Enric, catalán que está dando la vuelta al mundo andando: "Voy más lento de lo que pensaba, ha habido de todo, por el momento el balance es positivo"
Ha recorrido unos 1.000 kilómetros y ahora está en Italia.
Muchos han imaginado alguna vez cómo sería dejarlo todo y dar la vuelta al mundo, pero son pocos los que convierten ese deseo en un proyecto real y aún menos los que se atreven a hacerlo paso a paso. Enric Luzán es uno de ellos: un catalán de 37 años que decidió transformar un sueño casi imposible en una ruta concreta, salir de Barcelona con ligero equipaje y proponerse recorrer el planeta andando.
Salió de la Plaza de Catalunya el pasado 30 de noviembre con una mochila y una cámara y, un mes después, el ingeniero natural de Esplugues ha dejado atrás unos 1.000 kilómetros y se mueve ahora por Italia con la meta de seguir recorriendo más allá. La aventura, que combina esfuerzo físico y producción diaria de contenidos en catalán, ya genera una pequeña legión de seguidores y algunos imprevistos logísticos y económicos.
El proyecto de Enric responde además a unas reglas estrictas de la World Runners Association: completar un mínimo de alrededor de 26.232 kilómetros y atravesar al menos cinco continentes siguiendo una misma dirección, llegando a dos puntos antipodales con pausas limitadas. Un marco reglamentario exigente que convierte su reto no solo en una aventura personal, sino en un desafío deportivo de alcance mundial.
Gastos y retos a la vista
Después de 800 kilómetros recorridos, tres días de paro y un frío en aumento típico de esta época del año, Enric admite que camina más despacio de lo previsto. "Voy más lento de lo que pensaba, pero ha habido de todo, por el momento el balance es positivo", explica en declaraciones recogidas por RAC1, aunque también afirma que ha tenido jornadas largas, llegando a recorrer 46 kilómetros en un día.
También ha tenido paradas programadas y alguna invitación de gente que lo sigue en redes. Durante la Navidad, por ejemplo, hizo una pausa de tres días en la Provenza hospedado por un catalán que vive allí y que contactó gracias a sus vídeos. Aunque en este tramo del camino no todo ha sido bueno, ya que el colchón hinchable se pinchó y tuvo que desecharlo en plena Costa Azul, una de las zonas más caras por donde ha pasado.
Esto le ha obligado a dormir más noches en hoteles de lo previsto y a hacer gastos no planificados, aunque él afirma que su economía sigue estando controlada y que los ingresos por la actividad en YouTube y las aportaciones de micromecenazgo ayudan a ajustar cuentas.
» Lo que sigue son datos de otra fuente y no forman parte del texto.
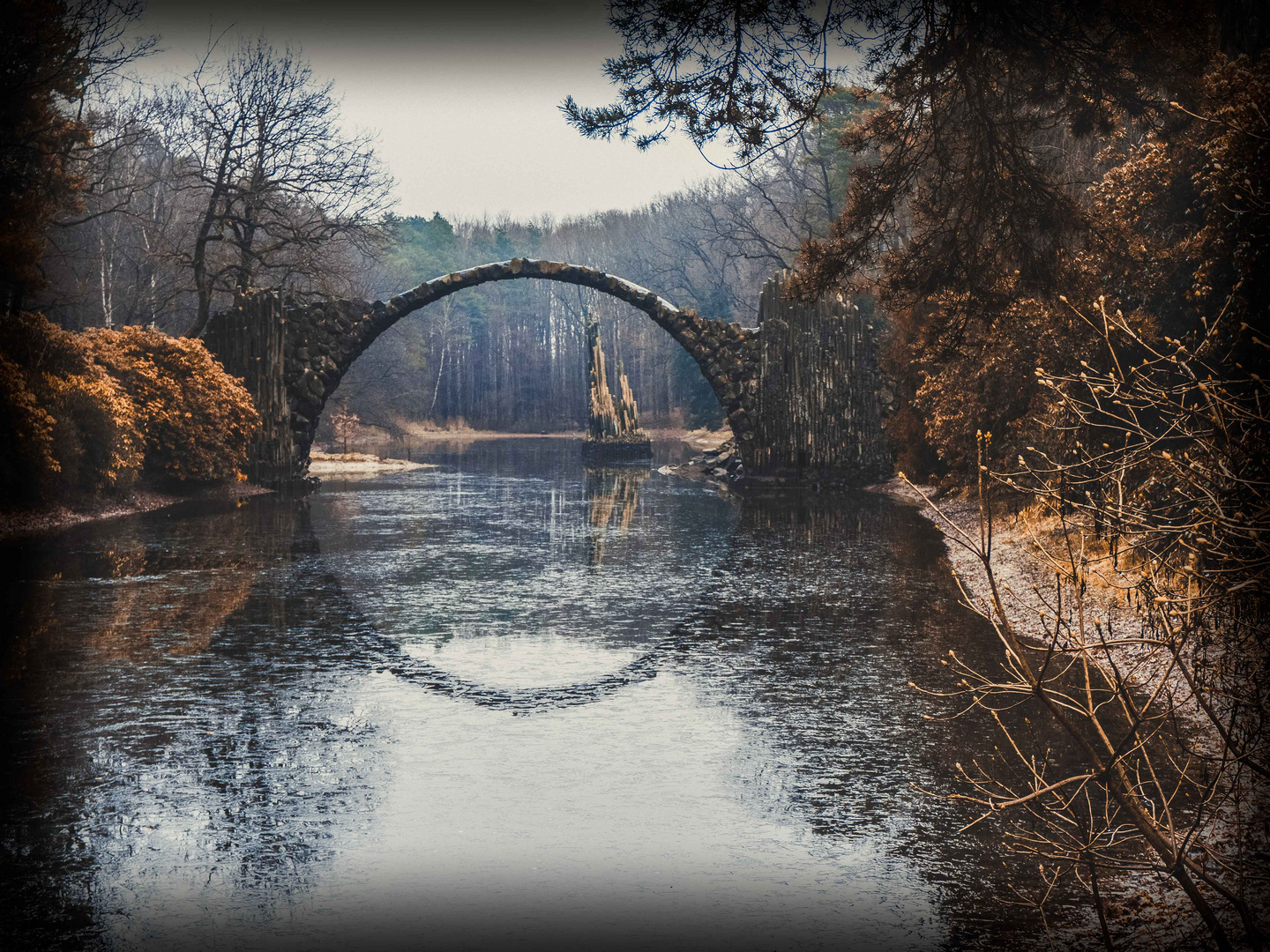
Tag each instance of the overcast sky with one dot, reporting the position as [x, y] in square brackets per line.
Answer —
[464, 97]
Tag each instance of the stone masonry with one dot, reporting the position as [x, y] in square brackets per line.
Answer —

Además, Enric combina cada jornada de marcha con horas de trabajo audiovisual. “Cuando termino el día, edito y subo… durante una hora y media, dos, tres horas estoy trabajando en esto”, explica.
En mitad de su travesía por Italia, el catalán está a punto de enfrentarse a nuevos obstáculos: visados, tramos largos sin apoyo y condiciones climáticas extremas, sobre todo, en Asia Central y en los pasos norteños donde las temperaturas nocturnas caen drásticamente. Enric dice ser consciente de que habrá etapas en las que caminar será mucho más duro y en las que la comunidad no podrá acompañarle físicamente, pero confía en que la planificación, el apoyo digital y la experiencia le ayudarán a continuar.